In This Light and On This Evening
Kitchenware Records
The newest album from Brit-rockers Editors should serve as a poster child for the grim side of taking a risk, when ambition goes awry and experiments turn ugly. Perhaps seeking to deviate from their formulaic yet wildly successful UK chart-topping imitation of similarly dark alt-rock groups like Interpol and U2, In This Light and On This Evening jettisons glitzy guitar riffs for monotonous synthesizers scrubbed of the edgy pizzazz that characterized their earlier work.
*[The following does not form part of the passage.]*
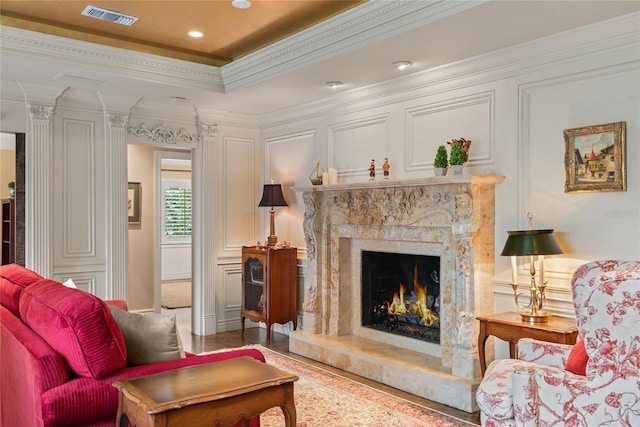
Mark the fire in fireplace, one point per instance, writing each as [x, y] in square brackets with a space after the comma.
[401, 294]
Lead singer Tom Smith’s lyrics, delivered in a crystal-clear drone that only heightens its banality, achieves torturous levels of incoherence on nearly all nine interminable tracks. Long stretches of bland synth-bass noodles underline both the poor editing and conspicuous underuse of guitars that made Editors’ previous two albums a pleasurable, if rather predictable, listen. The soaring emotional power present in bygone Editors classics like “Smokers Outside The Hospital Doors” and “Munich” is lacking in wannabe anthems like “You Don’t Know Love” — a static and mechanical cut that personifies everything subpar about Evening. There are a handful of bright spots, like “Papillon” — Smith’s stand-and-deliver hook paired with slickly up-tempo drums and synthesizers to make it a standout track — but these flashes of brilliance are obscured under the rest of the album’s sludge. Editors tried to change the game with Evening, but all they come up with is 45 minutes of depressing gunk.